The Supreme Court ruling on Hobby Lobby is being hailed by the political right as a victory for religious freedom, and by the political left as a slippery slope down on the way to religious tyranny. Americans United for Separation of Church and State filed an amicus brief supporting the Obama administration against Hobby Lobby, as well as the Freedom From Religion Foundation (FFRF). While they both agreed in their conclusions, they differed in their argument. The FFRF argued that the Religious Freedom Restoration Act (RFRA) of 1993 is unconstitutional, therefore provisions from it should not be used to justify religious exemptions to the Affordable Care Act's provisions. Americans United focused on the fact that we live in a pluralistic society where secular corporations are not entitled to the rights of individuals under the RFRA. Additional information about the RFRA can be found here.

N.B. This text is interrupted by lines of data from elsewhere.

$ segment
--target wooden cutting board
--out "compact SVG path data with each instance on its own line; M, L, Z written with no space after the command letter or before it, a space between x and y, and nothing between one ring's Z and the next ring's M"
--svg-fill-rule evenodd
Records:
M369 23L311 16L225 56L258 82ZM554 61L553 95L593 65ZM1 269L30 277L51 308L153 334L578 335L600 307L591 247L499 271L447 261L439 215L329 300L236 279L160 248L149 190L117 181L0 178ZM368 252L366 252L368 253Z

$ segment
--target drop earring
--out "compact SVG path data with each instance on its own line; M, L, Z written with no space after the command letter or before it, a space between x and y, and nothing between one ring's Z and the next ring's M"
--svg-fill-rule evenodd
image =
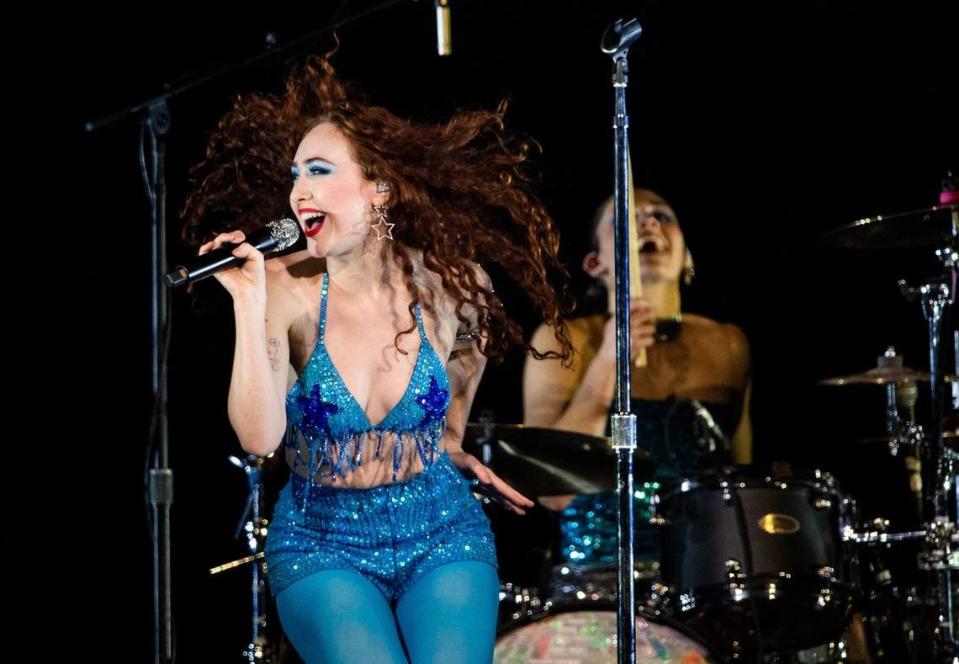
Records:
M695 277L696 266L693 265L693 254L689 251L689 247L686 247L686 251L683 252L683 283L688 286L693 283Z
M391 224L389 218L387 217L387 212L389 208L385 205L372 205L371 209L373 211L373 217L376 219L376 223L370 226L374 231L376 231L377 240L392 240L393 239L393 227L396 224Z

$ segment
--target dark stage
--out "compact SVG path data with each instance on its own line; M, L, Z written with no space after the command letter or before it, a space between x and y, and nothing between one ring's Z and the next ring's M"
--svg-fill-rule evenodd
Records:
M33 660L46 661L49 647L84 650L84 660L101 662L146 662L152 652L143 491L149 207L136 118L93 133L84 122L159 95L164 82L229 69L260 53L267 34L279 48L375 4L221 3L167 9L155 21L126 7L58 10L53 43L64 60L56 87L71 103L46 127L53 145L43 148L42 186L50 189L42 205L72 224L55 228L67 249L57 267L66 274L51 292L59 347L70 346L64 361L72 385L67 413L41 419L73 423L75 443L83 442L67 463L82 477L83 494L60 495L60 517L42 519L68 561L53 571L44 603L54 623L67 627L50 628L54 643L35 644ZM339 29L334 64L374 102L418 120L443 121L458 109L509 99L508 126L542 146L539 191L562 229L562 253L582 295L590 220L612 187L610 60L599 41L621 16L638 17L644 28L630 56L635 180L663 193L682 220L697 270L684 309L734 322L749 338L756 461L830 470L866 516L908 512L898 460L881 444L856 442L882 434L882 388L816 383L869 369L889 345L906 365L927 370L919 305L904 300L896 280L928 276L937 264L929 247L865 252L818 240L861 217L936 204L946 172L959 169L956 3L453 0L454 53L441 58L432 3L398 2ZM329 32L321 34L294 57L331 43ZM237 69L171 100L171 260L184 255L177 212L188 166L231 96L278 89L289 61ZM70 228L95 241L76 241ZM531 332L538 321L522 293L501 278L496 285ZM169 440L180 664L240 662L249 633L248 568L208 573L245 555L233 533L246 483L227 460L240 452L225 407L232 324L229 299L213 280L196 298L173 295ZM948 343L945 350L951 362ZM521 421L521 370L518 353L487 368L473 419L489 411L497 422ZM921 389L921 421L927 403ZM48 491L47 480L25 472L34 475L34 491ZM275 491L282 473L267 479ZM17 538L12 546L22 549ZM522 557L510 542L500 547ZM94 603L105 608L93 610Z

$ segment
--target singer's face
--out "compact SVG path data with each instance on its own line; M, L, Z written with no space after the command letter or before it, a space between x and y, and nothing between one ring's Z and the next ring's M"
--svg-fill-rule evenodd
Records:
M679 281L683 269L686 241L676 221L676 213L655 192L637 189L636 235L639 239L639 269L643 282ZM613 203L603 210L596 227L597 257L608 287L614 281ZM632 259L636 260L636 256Z
M291 167L290 207L306 234L312 256L344 256L369 235L370 206L385 202L366 179L349 141L333 124L311 129L296 150Z

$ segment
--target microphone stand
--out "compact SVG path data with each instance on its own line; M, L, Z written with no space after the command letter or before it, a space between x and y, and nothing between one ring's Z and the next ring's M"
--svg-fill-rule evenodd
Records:
M614 230L616 253L616 412L610 416L616 451L618 498L617 535L619 570L616 607L616 651L619 664L636 661L636 580L634 549L633 455L636 452L636 416L630 411L629 338L629 116L626 114L630 45L642 28L636 19L617 19L603 33L601 47L613 59L613 160L615 173Z
M153 415L150 439L147 447L149 470L146 477L147 501L153 539L153 662L172 664L173 650L173 598L171 584L171 511L173 506L173 469L170 467L168 413L167 413L167 364L171 336L170 302L165 288L160 287L161 270L167 265L166 237L166 152L167 134L171 125L169 101L190 92L209 81L238 72L267 60L290 57L294 52L306 51L321 36L339 27L379 13L402 0L385 0L352 16L314 30L290 41L281 48L275 46L276 36L266 35L266 50L243 60L237 65L187 74L165 83L165 92L118 111L108 113L96 120L84 123L84 130L92 133L119 123L128 117L140 117L140 166L143 171L147 197L151 206L151 369ZM149 155L145 154L143 141L148 139Z
M153 540L153 633L155 664L173 661L173 610L171 588L172 549L170 511L173 507L173 469L170 467L168 427L167 352L170 348L170 302L166 289L160 288L160 270L167 263L166 250L166 147L170 113L166 99L151 104L141 120L141 136L150 139L152 168L143 175L150 198L150 314L151 364L153 373L152 436L147 451L150 470L147 495L150 502L150 534ZM142 152L141 165L145 166Z

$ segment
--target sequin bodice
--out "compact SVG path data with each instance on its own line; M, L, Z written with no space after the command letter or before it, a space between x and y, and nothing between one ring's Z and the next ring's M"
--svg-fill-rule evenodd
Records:
M326 303L329 275L323 275L320 322L316 346L286 397L287 436L292 448L292 469L305 467L311 478L335 481L355 470L365 445L375 445L373 455L392 453L393 479L407 445L415 445L423 466L439 453L450 403L446 368L426 336L423 314L414 307L420 349L403 396L378 424L370 422L363 407L347 388L326 349ZM392 451L384 447L392 447Z

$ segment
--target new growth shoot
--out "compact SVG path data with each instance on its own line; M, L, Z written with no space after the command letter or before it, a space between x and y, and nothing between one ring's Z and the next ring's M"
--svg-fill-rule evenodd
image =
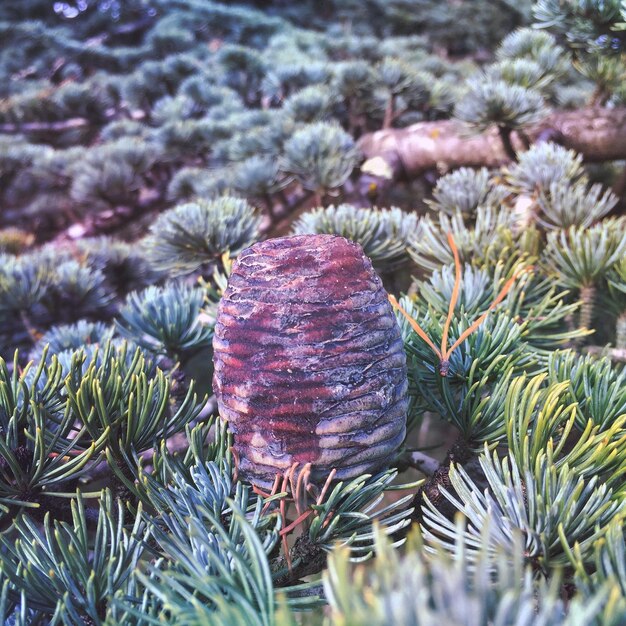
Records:
M402 313L406 320L411 325L411 328L423 339L431 350L437 355L439 359L439 373L441 376L447 376L450 371L450 355L485 321L490 311L495 309L506 295L511 291L511 288L515 284L515 281L519 275L523 272L530 271L532 268L524 268L519 272L516 272L506 281L504 287L500 290L500 293L496 296L495 300L489 305L487 310L482 313L478 319L476 319L465 331L461 333L459 338L448 348L448 334L450 332L450 324L452 323L452 316L454 315L454 308L456 307L457 300L459 298L459 291L461 289L461 260L459 258L459 250L454 241L452 233L448 233L448 243L450 249L454 255L454 287L452 289L452 297L450 298L450 304L448 306L448 315L443 325L443 333L441 335L441 347L438 348L432 339L426 334L424 329L400 306L395 296L389 295L389 302L394 309Z

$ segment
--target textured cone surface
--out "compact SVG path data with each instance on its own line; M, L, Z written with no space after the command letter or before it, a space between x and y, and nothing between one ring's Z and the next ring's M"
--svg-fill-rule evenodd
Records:
M387 294L358 244L333 235L244 250L220 302L214 391L239 469L269 486L385 465L404 439L406 360Z

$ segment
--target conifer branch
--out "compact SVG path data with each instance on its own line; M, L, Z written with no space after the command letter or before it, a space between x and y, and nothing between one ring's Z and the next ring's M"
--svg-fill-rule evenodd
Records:
M14 122L0 124L0 133L6 135L21 135L29 133L62 133L67 130L77 130L79 128L89 128L92 126L103 126L117 118L120 111L110 109L103 117L98 119L88 119L86 117L71 117L65 120L55 120L51 122ZM142 120L146 116L144 111L133 111L130 115L133 120Z
M525 132L532 143L549 138L580 152L587 161L626 158L626 107L557 111ZM515 150L524 149L515 131L511 141ZM382 157L394 179L462 166L498 167L511 160L497 128L470 135L457 120L419 122L368 133L358 146L368 160Z

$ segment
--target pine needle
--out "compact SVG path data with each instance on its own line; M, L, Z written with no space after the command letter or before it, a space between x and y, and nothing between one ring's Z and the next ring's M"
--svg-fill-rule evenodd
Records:
M461 289L461 260L459 259L459 249L456 247L452 233L448 233L448 243L454 255L454 288L452 289L452 297L448 307L448 316L446 323L443 325L443 334L441 335L441 360L446 361L452 350L446 350L448 345L448 333L450 332L450 324L454 315L454 308L459 299L459 290Z
M432 342L431 338L422 330L421 326L400 306L400 303L396 299L395 296L389 295L389 302L391 302L391 306L402 313L407 322L411 325L411 328L430 346L432 351L439 357L442 358L441 351L439 348Z

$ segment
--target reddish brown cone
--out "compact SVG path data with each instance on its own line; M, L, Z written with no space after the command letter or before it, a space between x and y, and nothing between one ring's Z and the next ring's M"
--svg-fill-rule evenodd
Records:
M213 387L239 469L269 486L294 462L323 480L388 463L404 439L406 360L387 294L358 244L270 239L233 265Z

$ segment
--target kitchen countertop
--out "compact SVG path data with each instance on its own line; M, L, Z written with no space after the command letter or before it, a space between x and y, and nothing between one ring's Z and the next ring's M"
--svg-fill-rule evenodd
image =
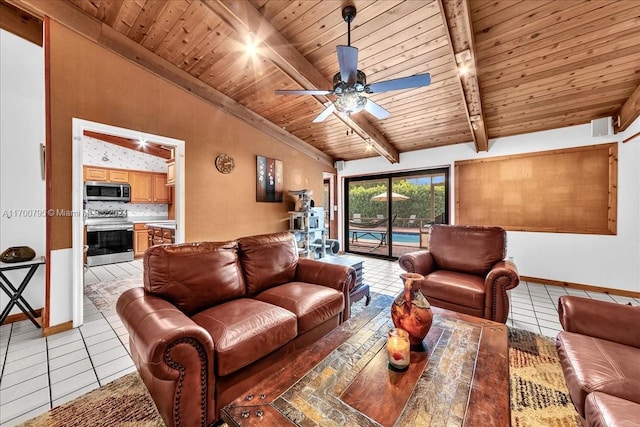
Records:
M158 222L147 222L147 226L155 228L165 228L167 230L175 230L176 222L174 220L165 220Z
M130 216L127 219L134 224L151 224L155 222L173 222L175 224L175 220L164 216Z

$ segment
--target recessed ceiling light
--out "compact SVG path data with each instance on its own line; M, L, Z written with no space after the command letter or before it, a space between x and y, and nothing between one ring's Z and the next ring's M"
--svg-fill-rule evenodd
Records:
M258 42L256 41L256 38L251 34L247 36L246 49L247 53L251 56L255 56L256 53L258 53Z

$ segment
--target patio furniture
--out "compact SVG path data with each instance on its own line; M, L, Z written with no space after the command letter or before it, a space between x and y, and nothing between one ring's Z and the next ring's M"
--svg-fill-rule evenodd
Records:
M407 220L405 227L415 227L416 225L416 216L415 214L409 215L409 219Z
M391 222L396 220L397 214L393 216ZM378 249L380 246L387 244L387 221L389 218L380 218L371 220L368 222L354 223L349 221L349 233L351 233L351 243L358 241L360 237L372 237L374 240L379 241L378 246L373 249Z

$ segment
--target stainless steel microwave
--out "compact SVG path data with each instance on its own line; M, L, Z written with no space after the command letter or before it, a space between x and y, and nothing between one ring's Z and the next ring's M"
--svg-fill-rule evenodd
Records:
M130 202L131 186L115 182L85 181L84 199L112 202Z

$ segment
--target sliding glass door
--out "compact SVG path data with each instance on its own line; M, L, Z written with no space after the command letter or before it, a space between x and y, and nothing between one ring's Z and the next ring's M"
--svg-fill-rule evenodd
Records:
M389 203L387 179L347 179L345 245L351 252L377 254L387 248Z
M433 223L448 223L449 169L345 179L345 249L397 258L426 248Z

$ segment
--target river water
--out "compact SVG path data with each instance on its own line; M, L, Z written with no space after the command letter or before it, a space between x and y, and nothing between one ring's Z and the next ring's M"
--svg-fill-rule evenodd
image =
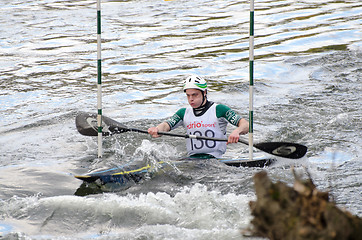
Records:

The American Humanist Association signed on to an amicus brief supporting the government's position requiring compliance by Hobby Lobby; this brief was also signed by the Center for Inquiry, American Atheists, the Military Association for Atheists and Freethinkers, and the Insititute for Science and Human Values.
EHST has long supported the principle of separation of church and state, as has its national organization, the American Ethical Union. We invite readers to weigh in on this issue. I think all sides in this case agree that this issue is resolved for Hobby Lobby, but the future of "religious freedom" in America is far from over.
Jeff Brubaker says
I just read WaPo’s background on the case, written in March, before the oral arguments, which includes the below great quote from Rev. Barry Lynn about the RFRA. This is the excerpt from the article:
——-‘The vaunted left-right alliance on RFRA has fallen apart over such claims [i.e. by corporations]. “If anyone had ever come up with a scenario like what’s been proposed by Hobby Lobby, that coalition would have exploded like someone hitting a watermelon with a shotgun,” said Barry Lynn of Americans United for Separation of Church and State. “There would have never been a Religious Freedom Restoration Act.”’——-
The link to the article is here: http://www.washingtonpost.com/blogs/the-fix/wp/2014/03/24/heres-what-you-need-to-know-about-the-hobby-lobby-case/
Helen Wolfson says
So, I’m no legal expert, but don’t people incorporate to protect themselves from legal responsibility as individuals? So does this decision let them have their cake and eat it too? They can be a corporation if I want to sue them for a product that causes me harm, but they can be an individual when it suits them? It can’t be that simple, I suppose, but I’d like to know the fallacy of my thinking.
Jack van Dijk says
The fallacy is in the sentence “I am no legal expert”. Laws need not to only understandable by attorneys, laws are the results of norms accepted by society, codification of an agreed upon rule so to say. The law therefore has to be understandable for all involved. Yes, a law regarding intellectual property may very well be less clear to the average person on the street, but that person does not deal with intellectual property.
There used to be non-lawyers in the Supreme Court, businessmen, that would greatly contribute to the clarity of their opinions. It would avoid endless hairsplitting over each word and comma of a text. I did read article 1 of the groundlaw of my home country and it says what it means: all people are equal. Look at the article about guns, it says: “within a regulated militia” and the NRA left that second part off the article when they wrote it in the wall of their HQ. How misguided can a population be?
Chris Kaman says
Helen, I think that corporations want it both ways. In that way alone they are like people. The US Constitution begins with “we the people of the United States” rather than “we the corporations of the United States”. I think we stray very far from our founding when we give corporations the same rights as we do people.
Jack van Dijk says
There is an old saying that America is the country with large freedoms and small tyrannies. It occurs to me that more and more the freedoms are getting smaller and the tyrannies larger.
Jason says
The outcome of the ruling is spot-on. The reasoning, however, is highly suspect. The SCOTUS appears to have implicitly endorsed opposition to abortion-inducing contraception as a “valid” religious view while rejecting opposition to contraception in general as an “invalid” religious view. I wonder why I cannot object on religious grounds to paying taxes for war, torture, and extraordinary rendition.
There is an inherent inconsistency between the idea of national sovereignty and that of religious freedom. If the state has legitimate authority to compel certain behaviors and ban other behaviors, sooner or later, that authority *will* come into conflict with *someone’s* religion.
Chris Kaman says
Jason, I agree that this issue is about the power of the state to enforce laws across all religions, or at least religiously held corporations. Exceptions have already been made, and it’s time to draw the line with corporations. Of course, the real problem I think is that the ACA did not drop employer provided healthcare. If the government had been the insurer as it is with Medicare and Medicaid, this would not be an issue. I think it is time for single-payer healthcare.